Whale Words

This is a display of word frequency in Moby Dick that I just finished making. It draws heavily on Bibly, which displays word frequency in the Bible.

To get more practice with d3.js, I wrote everything from scratch. Having a visual reference was still extremely helpful, though. Some things I really liked about their implementation/would have run into trouble without:

Grouping words into equally sized buckets to create a histogram. This sounds obvious, but I had some trouble getting to it. My first idea for this project came when I saw a infographic of word frequency in the Wire. I wanted to make an interactive version of the same data, showing the number of occurrences of each word per episode. Since each episode contains roughly the same amount of dialog, it would be relatively simple to draw a single bar for each episode. When I decided to work with Moby Dick instead, my first attempt drew one bar per chapter and with the variable width bars, it looked awful. Unable to find a solution, I put the project aside until I came across Bibly.
The use of two colors of bars on the x-axis to detonate chapter length. I would have used tick marks, but solid bars are a significantly better visual metaphor for chapters which persist for the entirely of their length and aren’t one time events. Bars are also better mouseover targets.
This might be a little silly, but I really like the ‘[Enter] a Word’ formulation. I tried a lot of different instructions for the splash page of redditgraphs, but really struggled finding one that was both concise and clear.

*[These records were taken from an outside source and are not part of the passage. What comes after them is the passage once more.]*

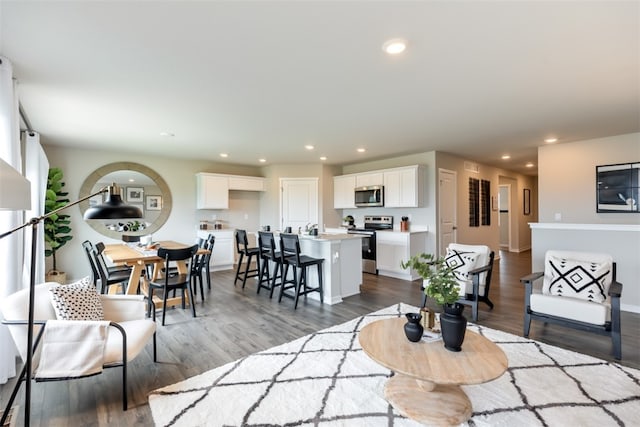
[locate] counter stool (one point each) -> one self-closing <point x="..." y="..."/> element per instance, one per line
<point x="268" y="254"/>
<point x="242" y="246"/>
<point x="290" y="257"/>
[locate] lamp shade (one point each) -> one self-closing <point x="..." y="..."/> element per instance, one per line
<point x="15" y="190"/>
<point x="113" y="207"/>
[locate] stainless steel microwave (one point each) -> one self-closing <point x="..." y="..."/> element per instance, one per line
<point x="369" y="196"/>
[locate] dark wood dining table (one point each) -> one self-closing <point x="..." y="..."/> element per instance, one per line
<point x="137" y="257"/>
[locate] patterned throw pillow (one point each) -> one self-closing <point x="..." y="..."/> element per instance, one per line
<point x="461" y="263"/>
<point x="77" y="301"/>
<point x="578" y="279"/>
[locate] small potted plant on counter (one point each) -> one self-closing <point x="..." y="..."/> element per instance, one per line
<point x="440" y="283"/>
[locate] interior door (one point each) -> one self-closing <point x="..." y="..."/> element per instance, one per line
<point x="447" y="208"/>
<point x="298" y="202"/>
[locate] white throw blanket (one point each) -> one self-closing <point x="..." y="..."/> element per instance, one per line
<point x="71" y="349"/>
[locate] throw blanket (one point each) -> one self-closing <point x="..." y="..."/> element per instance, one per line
<point x="325" y="379"/>
<point x="71" y="349"/>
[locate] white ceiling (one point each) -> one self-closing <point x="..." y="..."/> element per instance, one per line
<point x="264" y="78"/>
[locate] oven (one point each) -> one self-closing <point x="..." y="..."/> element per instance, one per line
<point x="368" y="249"/>
<point x="368" y="233"/>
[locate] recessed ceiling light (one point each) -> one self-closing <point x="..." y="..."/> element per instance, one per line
<point x="394" y="46"/>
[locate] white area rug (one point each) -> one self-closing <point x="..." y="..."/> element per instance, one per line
<point x="325" y="379"/>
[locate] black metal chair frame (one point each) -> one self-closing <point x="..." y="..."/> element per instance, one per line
<point x="290" y="256"/>
<point x="268" y="254"/>
<point x="242" y="246"/>
<point x="109" y="277"/>
<point x="475" y="298"/>
<point x="171" y="282"/>
<point x="610" y="328"/>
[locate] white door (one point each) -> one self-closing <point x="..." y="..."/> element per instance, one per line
<point x="298" y="203"/>
<point x="447" y="208"/>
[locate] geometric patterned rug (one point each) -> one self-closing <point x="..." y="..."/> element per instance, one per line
<point x="325" y="379"/>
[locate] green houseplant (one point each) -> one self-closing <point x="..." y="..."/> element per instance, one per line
<point x="441" y="285"/>
<point x="439" y="280"/>
<point x="56" y="227"/>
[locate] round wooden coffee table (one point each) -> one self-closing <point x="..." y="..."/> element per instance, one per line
<point x="426" y="386"/>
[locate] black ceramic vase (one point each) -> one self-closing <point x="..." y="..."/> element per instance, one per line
<point x="453" y="326"/>
<point x="413" y="329"/>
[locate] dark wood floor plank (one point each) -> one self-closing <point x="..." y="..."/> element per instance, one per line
<point x="233" y="323"/>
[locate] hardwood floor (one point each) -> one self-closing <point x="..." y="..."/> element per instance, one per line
<point x="233" y="323"/>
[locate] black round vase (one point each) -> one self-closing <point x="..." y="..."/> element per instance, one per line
<point x="413" y="329"/>
<point x="453" y="326"/>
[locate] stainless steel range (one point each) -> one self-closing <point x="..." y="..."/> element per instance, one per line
<point x="368" y="233"/>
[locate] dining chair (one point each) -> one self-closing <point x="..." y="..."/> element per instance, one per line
<point x="172" y="282"/>
<point x="201" y="265"/>
<point x="290" y="256"/>
<point x="109" y="277"/>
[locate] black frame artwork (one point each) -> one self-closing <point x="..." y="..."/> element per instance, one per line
<point x="618" y="188"/>
<point x="526" y="196"/>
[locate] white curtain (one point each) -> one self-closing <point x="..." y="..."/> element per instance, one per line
<point x="36" y="170"/>
<point x="11" y="247"/>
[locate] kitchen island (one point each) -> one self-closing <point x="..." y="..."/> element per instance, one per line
<point x="342" y="267"/>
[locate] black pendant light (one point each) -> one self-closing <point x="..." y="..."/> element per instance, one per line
<point x="113" y="207"/>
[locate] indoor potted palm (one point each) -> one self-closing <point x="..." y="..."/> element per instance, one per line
<point x="440" y="284"/>
<point x="56" y="227"/>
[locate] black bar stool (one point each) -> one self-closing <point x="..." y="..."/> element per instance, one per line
<point x="242" y="246"/>
<point x="268" y="254"/>
<point x="290" y="256"/>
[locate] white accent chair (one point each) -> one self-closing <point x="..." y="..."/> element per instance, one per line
<point x="128" y="334"/>
<point x="579" y="290"/>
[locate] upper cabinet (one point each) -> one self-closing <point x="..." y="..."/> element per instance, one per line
<point x="403" y="187"/>
<point x="212" y="189"/>
<point x="369" y="178"/>
<point x="343" y="196"/>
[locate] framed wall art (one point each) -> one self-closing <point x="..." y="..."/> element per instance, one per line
<point x="618" y="187"/>
<point x="154" y="203"/>
<point x="135" y="194"/>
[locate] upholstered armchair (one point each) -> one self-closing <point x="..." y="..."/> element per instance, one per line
<point x="579" y="290"/>
<point x="126" y="332"/>
<point x="472" y="266"/>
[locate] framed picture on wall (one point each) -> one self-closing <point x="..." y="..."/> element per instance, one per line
<point x="527" y="201"/>
<point x="618" y="187"/>
<point x="154" y="203"/>
<point x="135" y="194"/>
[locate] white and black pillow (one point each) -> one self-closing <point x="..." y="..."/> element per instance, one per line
<point x="578" y="279"/>
<point x="77" y="301"/>
<point x="461" y="263"/>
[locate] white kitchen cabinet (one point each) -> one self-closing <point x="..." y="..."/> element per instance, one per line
<point x="223" y="249"/>
<point x="392" y="248"/>
<point x="212" y="191"/>
<point x="402" y="187"/>
<point x="369" y="179"/>
<point x="247" y="183"/>
<point x="343" y="194"/>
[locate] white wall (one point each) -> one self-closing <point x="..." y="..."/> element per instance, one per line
<point x="567" y="178"/>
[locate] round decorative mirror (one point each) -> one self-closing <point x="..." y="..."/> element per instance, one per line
<point x="141" y="187"/>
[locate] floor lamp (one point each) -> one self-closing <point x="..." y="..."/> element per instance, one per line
<point x="15" y="195"/>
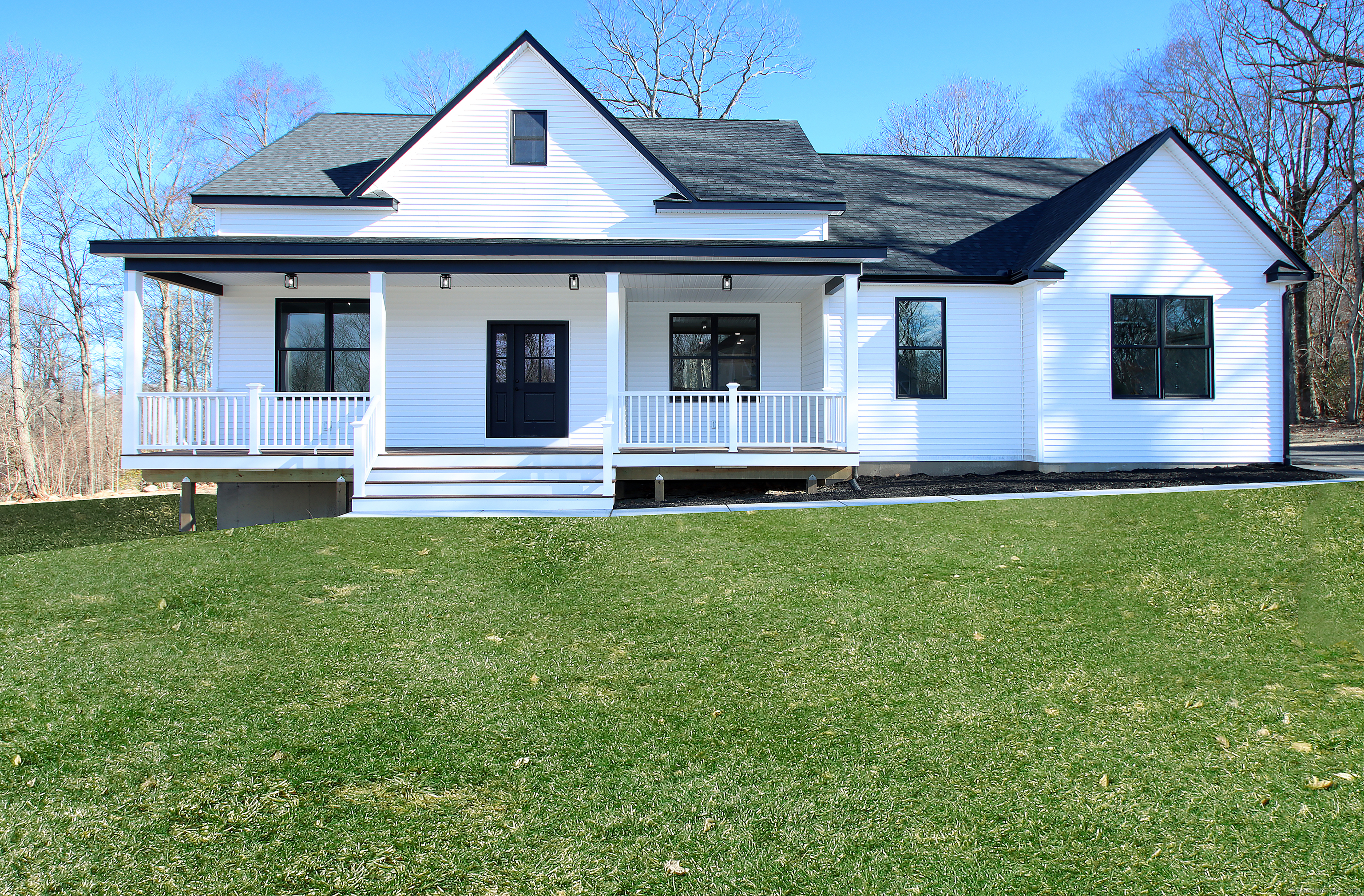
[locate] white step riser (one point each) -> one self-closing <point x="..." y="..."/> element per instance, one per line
<point x="389" y="462"/>
<point x="476" y="490"/>
<point x="436" y="506"/>
<point x="484" y="475"/>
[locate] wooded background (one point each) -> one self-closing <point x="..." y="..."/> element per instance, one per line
<point x="1269" y="91"/>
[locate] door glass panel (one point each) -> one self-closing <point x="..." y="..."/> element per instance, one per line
<point x="351" y="371"/>
<point x="1134" y="321"/>
<point x="500" y="358"/>
<point x="305" y="329"/>
<point x="305" y="371"/>
<point x="1134" y="373"/>
<point x="1186" y="321"/>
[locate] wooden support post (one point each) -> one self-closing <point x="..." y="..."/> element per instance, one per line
<point x="186" y="505"/>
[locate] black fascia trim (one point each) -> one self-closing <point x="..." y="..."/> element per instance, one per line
<point x="1156" y="142"/>
<point x="1284" y="273"/>
<point x="493" y="266"/>
<point x="813" y="250"/>
<point x="674" y="205"/>
<point x="344" y="202"/>
<point x="189" y="281"/>
<point x="573" y="82"/>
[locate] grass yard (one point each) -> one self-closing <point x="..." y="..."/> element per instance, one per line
<point x="1123" y="695"/>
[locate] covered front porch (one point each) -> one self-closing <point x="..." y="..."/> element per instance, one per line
<point x="624" y="365"/>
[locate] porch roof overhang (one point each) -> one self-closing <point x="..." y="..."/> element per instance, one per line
<point x="202" y="264"/>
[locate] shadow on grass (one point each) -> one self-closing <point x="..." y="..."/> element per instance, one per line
<point x="63" y="524"/>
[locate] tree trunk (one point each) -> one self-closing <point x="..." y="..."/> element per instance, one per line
<point x="21" y="397"/>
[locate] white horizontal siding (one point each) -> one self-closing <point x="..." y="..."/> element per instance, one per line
<point x="1162" y="234"/>
<point x="779" y="341"/>
<point x="981" y="416"/>
<point x="457" y="182"/>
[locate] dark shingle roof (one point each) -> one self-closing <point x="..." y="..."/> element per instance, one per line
<point x="732" y="160"/>
<point x="326" y="156"/>
<point x="947" y="216"/>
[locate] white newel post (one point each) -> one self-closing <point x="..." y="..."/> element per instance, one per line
<point x="610" y="438"/>
<point x="734" y="416"/>
<point x="131" y="358"/>
<point x="254" y="418"/>
<point x="378" y="363"/>
<point x="850" y="369"/>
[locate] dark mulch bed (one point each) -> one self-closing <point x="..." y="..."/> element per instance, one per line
<point x="684" y="494"/>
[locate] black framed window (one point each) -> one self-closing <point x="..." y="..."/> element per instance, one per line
<point x="708" y="351"/>
<point x="528" y="137"/>
<point x="920" y="348"/>
<point x="322" y="346"/>
<point x="1162" y="347"/>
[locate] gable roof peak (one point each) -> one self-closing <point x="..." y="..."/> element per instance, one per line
<point x="524" y="40"/>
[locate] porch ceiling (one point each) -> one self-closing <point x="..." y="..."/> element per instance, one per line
<point x="636" y="287"/>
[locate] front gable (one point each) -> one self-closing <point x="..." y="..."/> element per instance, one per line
<point x="453" y="179"/>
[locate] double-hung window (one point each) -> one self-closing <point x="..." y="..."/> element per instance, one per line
<point x="710" y="351"/>
<point x="528" y="137"/>
<point x="920" y="348"/>
<point x="322" y="347"/>
<point x="1162" y="347"/>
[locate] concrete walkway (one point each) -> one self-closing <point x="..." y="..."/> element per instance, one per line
<point x="883" y="502"/>
<point x="1347" y="460"/>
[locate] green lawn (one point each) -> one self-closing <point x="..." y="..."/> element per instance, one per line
<point x="1019" y="696"/>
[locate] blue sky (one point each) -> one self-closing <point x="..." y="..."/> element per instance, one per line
<point x="867" y="55"/>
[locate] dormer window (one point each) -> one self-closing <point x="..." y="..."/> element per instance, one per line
<point x="528" y="133"/>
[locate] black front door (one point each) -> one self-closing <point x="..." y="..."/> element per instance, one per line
<point x="528" y="381"/>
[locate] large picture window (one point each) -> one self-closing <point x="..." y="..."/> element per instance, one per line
<point x="1162" y="347"/>
<point x="920" y="348"/>
<point x="713" y="350"/>
<point x="322" y="347"/>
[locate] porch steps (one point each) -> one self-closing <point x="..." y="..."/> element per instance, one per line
<point x="480" y="485"/>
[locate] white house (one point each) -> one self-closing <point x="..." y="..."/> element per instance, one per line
<point x="517" y="302"/>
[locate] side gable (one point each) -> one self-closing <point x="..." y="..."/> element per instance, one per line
<point x="1062" y="216"/>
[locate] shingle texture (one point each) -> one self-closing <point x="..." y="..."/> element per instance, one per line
<point x="326" y="156"/>
<point x="730" y="160"/>
<point x="947" y="216"/>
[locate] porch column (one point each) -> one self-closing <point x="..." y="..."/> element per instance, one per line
<point x="850" y="369"/>
<point x="613" y="358"/>
<point x="131" y="358"/>
<point x="378" y="360"/>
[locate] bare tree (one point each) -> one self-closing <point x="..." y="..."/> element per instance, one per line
<point x="257" y="106"/>
<point x="428" y="81"/>
<point x="37" y="108"/>
<point x="71" y="277"/>
<point x="699" y="59"/>
<point x="152" y="145"/>
<point x="966" y="116"/>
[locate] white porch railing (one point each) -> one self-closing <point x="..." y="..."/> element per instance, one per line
<point x="251" y="421"/>
<point x="727" y="422"/>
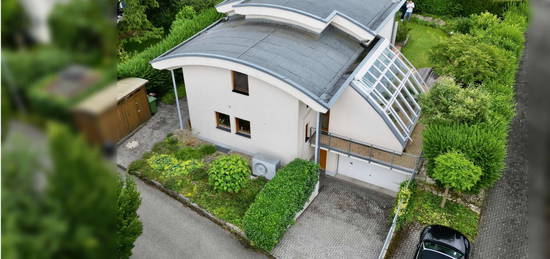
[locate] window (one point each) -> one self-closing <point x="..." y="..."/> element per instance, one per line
<point x="223" y="122"/>
<point x="243" y="127"/>
<point x="240" y="83"/>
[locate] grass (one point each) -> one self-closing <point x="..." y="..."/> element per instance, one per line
<point x="424" y="208"/>
<point x="421" y="39"/>
<point x="230" y="207"/>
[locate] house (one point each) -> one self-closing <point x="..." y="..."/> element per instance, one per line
<point x="276" y="77"/>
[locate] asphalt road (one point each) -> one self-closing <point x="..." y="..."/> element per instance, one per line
<point x="171" y="230"/>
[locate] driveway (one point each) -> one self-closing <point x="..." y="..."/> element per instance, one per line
<point x="171" y="230"/>
<point x="344" y="221"/>
<point x="154" y="130"/>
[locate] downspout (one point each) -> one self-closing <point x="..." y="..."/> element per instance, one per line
<point x="177" y="100"/>
<point x="317" y="137"/>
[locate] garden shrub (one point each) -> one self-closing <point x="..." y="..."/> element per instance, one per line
<point x="276" y="205"/>
<point x="456" y="172"/>
<point x="169" y="166"/>
<point x="484" y="144"/>
<point x="229" y="173"/>
<point x="470" y="61"/>
<point x="160" y="81"/>
<point x="490" y="29"/>
<point x="446" y="102"/>
<point x="406" y="190"/>
<point x="27" y="67"/>
<point x="402" y="33"/>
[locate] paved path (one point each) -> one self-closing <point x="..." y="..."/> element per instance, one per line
<point x="155" y="129"/>
<point x="503" y="226"/>
<point x="171" y="230"/>
<point x="344" y="221"/>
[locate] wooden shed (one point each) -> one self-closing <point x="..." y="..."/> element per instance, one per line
<point x="114" y="112"/>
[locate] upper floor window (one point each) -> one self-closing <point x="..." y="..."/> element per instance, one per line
<point x="243" y="127"/>
<point x="223" y="121"/>
<point x="240" y="83"/>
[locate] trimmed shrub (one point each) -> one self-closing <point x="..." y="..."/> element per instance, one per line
<point x="276" y="205"/>
<point x="169" y="166"/>
<point x="229" y="173"/>
<point x="159" y="80"/>
<point x="447" y="102"/>
<point x="456" y="172"/>
<point x="471" y="61"/>
<point x="483" y="144"/>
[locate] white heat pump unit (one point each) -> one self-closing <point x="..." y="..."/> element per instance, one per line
<point x="264" y="166"/>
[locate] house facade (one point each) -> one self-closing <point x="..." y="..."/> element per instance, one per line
<point x="308" y="79"/>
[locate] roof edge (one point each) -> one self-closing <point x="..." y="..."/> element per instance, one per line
<point x="306" y="92"/>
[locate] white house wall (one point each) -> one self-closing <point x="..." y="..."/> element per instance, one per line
<point x="387" y="29"/>
<point x="353" y="117"/>
<point x="273" y="114"/>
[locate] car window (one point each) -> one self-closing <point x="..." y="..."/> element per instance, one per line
<point x="443" y="249"/>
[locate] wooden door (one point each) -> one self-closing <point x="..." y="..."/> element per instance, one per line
<point x="323" y="159"/>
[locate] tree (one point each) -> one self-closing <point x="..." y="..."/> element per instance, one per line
<point x="129" y="227"/>
<point x="447" y="102"/>
<point x="83" y="28"/>
<point x="471" y="61"/>
<point x="135" y="26"/>
<point x="455" y="171"/>
<point x="68" y="209"/>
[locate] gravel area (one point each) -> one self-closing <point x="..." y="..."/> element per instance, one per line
<point x="344" y="221"/>
<point x="154" y="130"/>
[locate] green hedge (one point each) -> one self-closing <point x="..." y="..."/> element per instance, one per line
<point x="459" y="7"/>
<point x="483" y="144"/>
<point x="160" y="81"/>
<point x="276" y="205"/>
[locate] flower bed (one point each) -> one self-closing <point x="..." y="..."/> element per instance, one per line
<point x="188" y="176"/>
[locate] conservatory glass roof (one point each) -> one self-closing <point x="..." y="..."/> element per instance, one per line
<point x="391" y="84"/>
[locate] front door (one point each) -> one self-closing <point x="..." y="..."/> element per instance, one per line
<point x="323" y="159"/>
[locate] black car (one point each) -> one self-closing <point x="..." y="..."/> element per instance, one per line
<point x="440" y="242"/>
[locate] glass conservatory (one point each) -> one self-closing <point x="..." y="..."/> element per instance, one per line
<point x="391" y="84"/>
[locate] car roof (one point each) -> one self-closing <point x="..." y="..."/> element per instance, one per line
<point x="446" y="236"/>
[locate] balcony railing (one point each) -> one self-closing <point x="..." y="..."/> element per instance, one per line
<point x="365" y="151"/>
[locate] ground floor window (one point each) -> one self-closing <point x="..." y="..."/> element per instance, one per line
<point x="223" y="121"/>
<point x="243" y="127"/>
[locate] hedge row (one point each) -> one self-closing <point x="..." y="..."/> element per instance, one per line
<point x="160" y="81"/>
<point x="459" y="7"/>
<point x="276" y="205"/>
<point x="483" y="143"/>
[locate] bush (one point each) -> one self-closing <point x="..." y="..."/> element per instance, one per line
<point x="447" y="102"/>
<point x="168" y="166"/>
<point x="27" y="67"/>
<point x="490" y="29"/>
<point x="229" y="173"/>
<point x="471" y="61"/>
<point x="276" y="205"/>
<point x="129" y="228"/>
<point x="159" y="80"/>
<point x="483" y="144"/>
<point x="402" y="33"/>
<point x="455" y="171"/>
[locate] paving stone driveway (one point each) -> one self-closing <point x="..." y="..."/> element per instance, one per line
<point x="155" y="129"/>
<point x="344" y="221"/>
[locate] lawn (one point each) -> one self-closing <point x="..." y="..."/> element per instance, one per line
<point x="194" y="185"/>
<point x="421" y="39"/>
<point x="424" y="208"/>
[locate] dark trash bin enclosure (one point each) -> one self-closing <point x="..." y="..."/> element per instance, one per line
<point x="114" y="112"/>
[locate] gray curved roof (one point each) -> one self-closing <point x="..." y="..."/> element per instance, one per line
<point x="369" y="13"/>
<point x="311" y="63"/>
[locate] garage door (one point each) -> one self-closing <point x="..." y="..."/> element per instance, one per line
<point x="372" y="173"/>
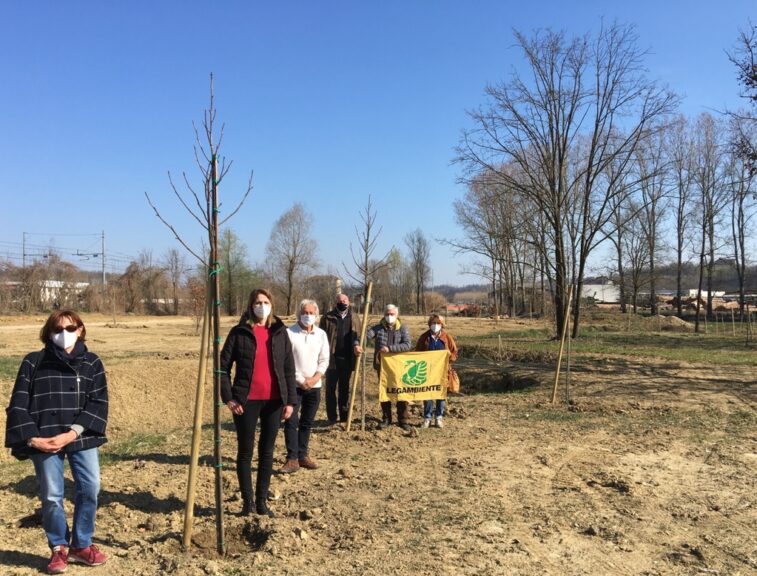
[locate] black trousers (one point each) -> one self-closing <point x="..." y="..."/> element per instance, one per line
<point x="269" y="414"/>
<point x="297" y="428"/>
<point x="338" y="389"/>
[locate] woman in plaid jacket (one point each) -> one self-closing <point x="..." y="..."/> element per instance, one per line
<point x="59" y="409"/>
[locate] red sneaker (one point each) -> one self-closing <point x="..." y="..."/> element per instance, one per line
<point x="90" y="556"/>
<point x="58" y="561"/>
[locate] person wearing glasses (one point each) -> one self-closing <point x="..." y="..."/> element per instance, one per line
<point x="59" y="409"/>
<point x="390" y="335"/>
<point x="310" y="346"/>
<point x="263" y="389"/>
<point x="436" y="338"/>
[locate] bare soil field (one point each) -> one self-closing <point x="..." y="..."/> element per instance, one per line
<point x="648" y="468"/>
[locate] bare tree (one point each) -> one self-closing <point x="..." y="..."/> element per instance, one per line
<point x="652" y="166"/>
<point x="709" y="179"/>
<point x="292" y="250"/>
<point x="366" y="267"/>
<point x="204" y="209"/>
<point x="581" y="91"/>
<point x="175" y="265"/>
<point x="681" y="154"/>
<point x="636" y="250"/>
<point x="744" y="57"/>
<point x="742" y="203"/>
<point x="237" y="274"/>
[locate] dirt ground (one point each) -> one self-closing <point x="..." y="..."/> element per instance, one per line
<point x="649" y="470"/>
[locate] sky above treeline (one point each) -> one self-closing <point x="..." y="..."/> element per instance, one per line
<point x="327" y="102"/>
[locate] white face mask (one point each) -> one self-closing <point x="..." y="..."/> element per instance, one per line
<point x="65" y="339"/>
<point x="261" y="311"/>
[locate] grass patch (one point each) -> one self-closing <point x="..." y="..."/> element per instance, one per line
<point x="534" y="344"/>
<point x="134" y="446"/>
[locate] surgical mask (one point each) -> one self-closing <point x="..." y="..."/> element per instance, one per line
<point x="262" y="311"/>
<point x="65" y="339"/>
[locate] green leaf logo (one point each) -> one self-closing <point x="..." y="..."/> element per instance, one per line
<point x="415" y="373"/>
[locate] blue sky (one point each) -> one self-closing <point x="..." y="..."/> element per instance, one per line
<point x="326" y="101"/>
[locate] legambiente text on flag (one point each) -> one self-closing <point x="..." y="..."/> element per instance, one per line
<point x="412" y="376"/>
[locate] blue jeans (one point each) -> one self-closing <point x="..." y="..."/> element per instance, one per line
<point x="428" y="409"/>
<point x="85" y="468"/>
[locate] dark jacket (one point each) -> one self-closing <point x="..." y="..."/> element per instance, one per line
<point x="329" y="323"/>
<point x="64" y="392"/>
<point x="396" y="338"/>
<point x="239" y="349"/>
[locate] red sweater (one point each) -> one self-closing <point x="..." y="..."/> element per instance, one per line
<point x="263" y="385"/>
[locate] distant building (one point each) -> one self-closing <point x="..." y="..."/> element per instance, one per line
<point x="602" y="293"/>
<point x="705" y="294"/>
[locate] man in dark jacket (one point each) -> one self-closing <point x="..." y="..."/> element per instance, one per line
<point x="343" y="331"/>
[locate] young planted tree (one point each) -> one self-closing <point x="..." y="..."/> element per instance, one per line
<point x="366" y="266"/>
<point x="293" y="252"/>
<point x="205" y="208"/>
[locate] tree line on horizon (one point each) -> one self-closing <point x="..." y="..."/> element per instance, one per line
<point x="579" y="150"/>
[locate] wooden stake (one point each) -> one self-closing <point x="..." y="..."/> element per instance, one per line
<point x="197" y="428"/>
<point x="356" y="375"/>
<point x="216" y="303"/>
<point x="567" y="366"/>
<point x="733" y="323"/>
<point x="562" y="343"/>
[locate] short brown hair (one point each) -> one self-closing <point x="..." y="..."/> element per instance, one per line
<point x="46" y="333"/>
<point x="253" y="296"/>
<point x="438" y="317"/>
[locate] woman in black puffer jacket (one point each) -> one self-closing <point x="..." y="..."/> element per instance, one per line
<point x="263" y="388"/>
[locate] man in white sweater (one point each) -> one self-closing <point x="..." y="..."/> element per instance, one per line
<point x="310" y="347"/>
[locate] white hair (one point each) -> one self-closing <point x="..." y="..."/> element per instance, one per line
<point x="307" y="302"/>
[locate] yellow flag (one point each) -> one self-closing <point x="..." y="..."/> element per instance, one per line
<point x="414" y="376"/>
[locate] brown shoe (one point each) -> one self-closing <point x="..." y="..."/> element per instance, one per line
<point x="289" y="467"/>
<point x="308" y="462"/>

Some things I added or removed:

An autocomplete drop down to text box.In addition to downloading the text of the Moby Dick (about 1 MB), the webpage also downloads an array containing all the none stop words in Moby Dick and the number of their occurrences (about .2 MB). Typing a few letters searches though the array for the most common words that match, then displays them and their frequencies in a drop down menu. This is pretty sweet for a couple of reasons. Displaying the frequency of many words at once increases the information density of the site – the drop down with no text entered yet basically shows as much information as the entire Wire infographic. At the same time, it increases usability (if the user doesn’t realize the need to press enter, the suggestions are click targets) and invites exploration (it is hard thinking of interesting words to search for on the fly, the autocomplete shows several of them at a time).
The highlight functionality or the recent search display. I’ve been reading though public available portions of the cs488b syllabus and can see why Bibly included them, but I wanted to keep the page as simple as possible.
Mousing over a bar immediately shows the corresponding quotation at the bottom of the page instead of showing tooltip with a list of quotations to click on.
None of the height, width, word bucket size, or chapter length values depend on magic numbers. This makes it easy to resize the graph to fill the browser window, rescale the y-axis for different words, and potentially use the same code to display other books.

Some things that I would like to add or improve:

Resizing the page after it has loaded should resize the graph too. I didn’t work with MVC in mind though, so it would take some work to implement this.
Loading splash screen should have a loading bar or changing text.
The text display should have a way to read more of the passage. Maybe clicking could open a new scrollable window containing the entire text with passage highlighted.
The numbers on the autocomplete drop down should align to the right. This is surprisingly difficult to do without breaking jquery ui.
It’d be super cool to include more books. Most of the process is automated, but some hand editing was required to the make the raw text from Project Gutenberg usable for the parseBook.py program I wrote. It would be feasible to do the same for the freely available texts in the St. John’s program. Alternatively (or additionally), if I wrote a parse parseEPUB.py program (which wouldn’t require any hand editing for each text since chapter titles are written in constant ways) and ran it server side, it might be possible to allow users to upload any book formatted as an EPUB without DRM that they own and display a graph for their book. I’m not sure how useful or used this would be; even if the user has and knows where to find an ebook on their hard drive, it will probably be from Amazon and/or contain DRM.
While I was looking though the nltk documentation, I came across this graph: I’m not sure if it is a necessarily better display of the same information. Frequency is a little harder to discern and it just looks less interesting, but it takes up less spaces and opens up the possibly of easily comparing the frequency of different words.